Onlar için namus ve ahlak kavramları fazla önem taşımaz. İslamiyet dininin temelinde yer alan; temizlik, dürüstlük, komşu hakkı, tüyü bitmemiş yetim hakkı, sevgi, dostluk, hoşgörü, vefa gibi insani duygu ve değerlerden uzaktırlar. Yüzlerinde nur yoktur. Yarattıkları, ırz ve namus kavramlarındaki yozlaşma sonucu; sabi denilen yaştaki kız ve erkek çocukların ırzlarına bile geçebiliyorlar. Ne yazık ki; bu yobazların yaptıkları İslamiyet’le bağdaşmayan ahlak dışı eylemlerle yüce dinimizin manevi değerlerine büyük zarar veriliyor. Bu yazdıklarımın, içleri tertemiz insani duygularla dolu, nurani yüzlü, etrafına adeta ışık saçan gerçek Müslüman, dindar ve İslamiyeti içine sindirmiş değerli din adamlarıyla hiçbir ilgisi bulunmamaktadır. Yobaz sözcüğü bu insanlar için asla kullanılamaz. Dolayısıyla bu konuda herhangi bir yanlış anlaşılmaya meydan verilmemelidir.

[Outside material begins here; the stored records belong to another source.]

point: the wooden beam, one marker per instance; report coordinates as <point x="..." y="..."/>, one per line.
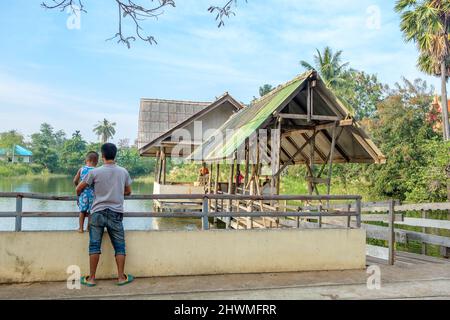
<point x="299" y="150"/>
<point x="294" y="116"/>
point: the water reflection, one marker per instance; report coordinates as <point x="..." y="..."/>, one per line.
<point x="64" y="186"/>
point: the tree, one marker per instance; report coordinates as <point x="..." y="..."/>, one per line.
<point x="265" y="89"/>
<point x="427" y="23"/>
<point x="73" y="153"/>
<point x="45" y="145"/>
<point x="329" y="66"/>
<point x="137" y="13"/>
<point x="415" y="169"/>
<point x="105" y="130"/>
<point x="11" y="138"/>
<point x="358" y="90"/>
<point x="361" y="92"/>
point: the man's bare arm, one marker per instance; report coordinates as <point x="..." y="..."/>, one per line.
<point x="127" y="191"/>
<point x="76" y="179"/>
<point x="81" y="186"/>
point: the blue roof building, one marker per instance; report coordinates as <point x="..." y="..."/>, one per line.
<point x="18" y="154"/>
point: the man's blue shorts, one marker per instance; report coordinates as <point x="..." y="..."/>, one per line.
<point x="112" y="221"/>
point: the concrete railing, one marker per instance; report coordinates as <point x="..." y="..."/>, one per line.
<point x="205" y="214"/>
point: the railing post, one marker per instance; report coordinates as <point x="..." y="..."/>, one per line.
<point x="320" y="215"/>
<point x="349" y="218"/>
<point x="391" y="235"/>
<point x="358" y="212"/>
<point x="19" y="213"/>
<point x="205" y="222"/>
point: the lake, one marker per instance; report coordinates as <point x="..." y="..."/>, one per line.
<point x="64" y="186"/>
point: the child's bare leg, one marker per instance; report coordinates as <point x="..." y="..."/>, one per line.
<point x="81" y="220"/>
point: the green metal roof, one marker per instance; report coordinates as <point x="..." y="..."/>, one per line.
<point x="241" y="126"/>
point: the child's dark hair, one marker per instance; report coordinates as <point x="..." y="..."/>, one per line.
<point x="92" y="156"/>
<point x="109" y="151"/>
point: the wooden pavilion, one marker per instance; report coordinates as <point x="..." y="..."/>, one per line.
<point x="299" y="122"/>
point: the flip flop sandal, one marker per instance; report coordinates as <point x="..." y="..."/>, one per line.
<point x="130" y="279"/>
<point x="84" y="282"/>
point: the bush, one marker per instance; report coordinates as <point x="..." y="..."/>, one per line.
<point x="8" y="169"/>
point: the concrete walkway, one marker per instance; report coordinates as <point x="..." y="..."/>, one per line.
<point x="408" y="279"/>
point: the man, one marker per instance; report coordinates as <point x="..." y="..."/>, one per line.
<point x="111" y="183"/>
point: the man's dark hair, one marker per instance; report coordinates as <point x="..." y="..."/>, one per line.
<point x="109" y="151"/>
<point x="92" y="156"/>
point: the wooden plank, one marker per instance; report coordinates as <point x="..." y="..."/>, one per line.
<point x="377" y="252"/>
<point x="426" y="223"/>
<point x="381" y="217"/>
<point x="424" y="206"/>
<point x="381" y="233"/>
<point x="429" y="238"/>
<point x="295" y="116"/>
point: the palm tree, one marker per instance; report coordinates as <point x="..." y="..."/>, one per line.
<point x="105" y="130"/>
<point x="427" y="23"/>
<point x="329" y="66"/>
<point x="265" y="89"/>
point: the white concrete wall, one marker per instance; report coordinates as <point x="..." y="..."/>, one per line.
<point x="45" y="256"/>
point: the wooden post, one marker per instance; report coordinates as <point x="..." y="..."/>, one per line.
<point x="312" y="146"/>
<point x="216" y="185"/>
<point x="230" y="191"/>
<point x="164" y="166"/>
<point x="358" y="213"/>
<point x="205" y="222"/>
<point x="424" y="230"/>
<point x="158" y="166"/>
<point x="330" y="168"/>
<point x="247" y="164"/>
<point x="19" y="207"/>
<point x="349" y="218"/>
<point x="391" y="235"/>
<point x="275" y="158"/>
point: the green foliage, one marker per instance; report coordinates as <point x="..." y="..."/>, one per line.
<point x="105" y="130"/>
<point x="8" y="169"/>
<point x="416" y="154"/>
<point x="11" y="138"/>
<point x="361" y="92"/>
<point x="45" y="145"/>
<point x="329" y="66"/>
<point x="265" y="89"/>
<point x="54" y="153"/>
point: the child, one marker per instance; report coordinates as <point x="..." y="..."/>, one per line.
<point x="87" y="196"/>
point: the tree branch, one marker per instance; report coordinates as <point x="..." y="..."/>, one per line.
<point x="138" y="13"/>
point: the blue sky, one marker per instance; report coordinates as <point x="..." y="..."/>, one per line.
<point x="72" y="78"/>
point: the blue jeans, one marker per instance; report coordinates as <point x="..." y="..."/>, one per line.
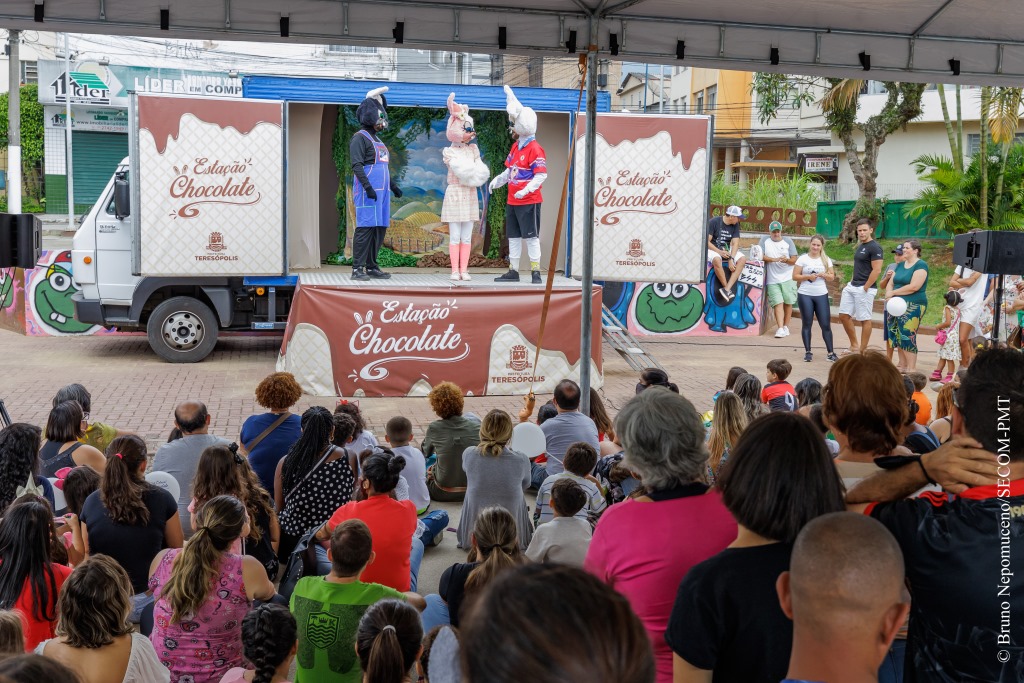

Kendilerini, meczup birinin hasta kişiliğine biat mertebesinde görenlerin, ülkemizde son yarattıkları din, ahlak ve insanlık dışı “Kalkışma Olayı” burada dile getirilenlerin en tipik ve iğrenç bir örneği olmuştur. Devletimizi yıkmak, değerli komutan ve askerlerimizi yok etmek ve ülke yönetimine el koymak girişimleri vatanımıza ihanet ve son derecede iğrenç ve aşağılık bir hareket olmuştur.
Bu çeşit yobazları sözlükler şu sözlerle tarif ediyor: “Dini inanışlarına aşırı derecede bağlanıp, körü körüne inanan, kendi gibi yaşamayanları da kafir ilan eden tip.” Bir başka sözlükte ise “Yobaz ne demek” sorusu; “Dinde bağnazlığı aşırılığa vardıran, başkalarına baskı yapmaya yönelen kimse” olarak yanıtlanıyor. Bazı sözlükler de ise; yobazlık “Bir düşünceye, bir inanca aşırı ölçüde bağlı, kaba saba ve inceliksiz kimse” olarak tanımlanıyor.
İkinci grupta yer alan yobazlıklara gelince: Mevki-makam sahibi, maddi zenginliği olan, üst düzeyde yer alan, sivil veya asker, yüksek öğrenim görmüş, hatta akademisyenlik unvanı kazanmış ya da hiç öğrenim görmemiş zır cahil olunması fark etmiyor. Bunlar; genelde, olmak istediği yere ve mesleğe ulaşamamış olanlar arasından çıkarlar. İncelikten yoksun, kaba saba insanlardır. Tutum ve davranışlarıyla hemen kendilerini belli ederler. Halk arasında “Tahsil cehaleti alır, eşeklik ise baki kalır” sözü işte böyleleri için söylenmiştir.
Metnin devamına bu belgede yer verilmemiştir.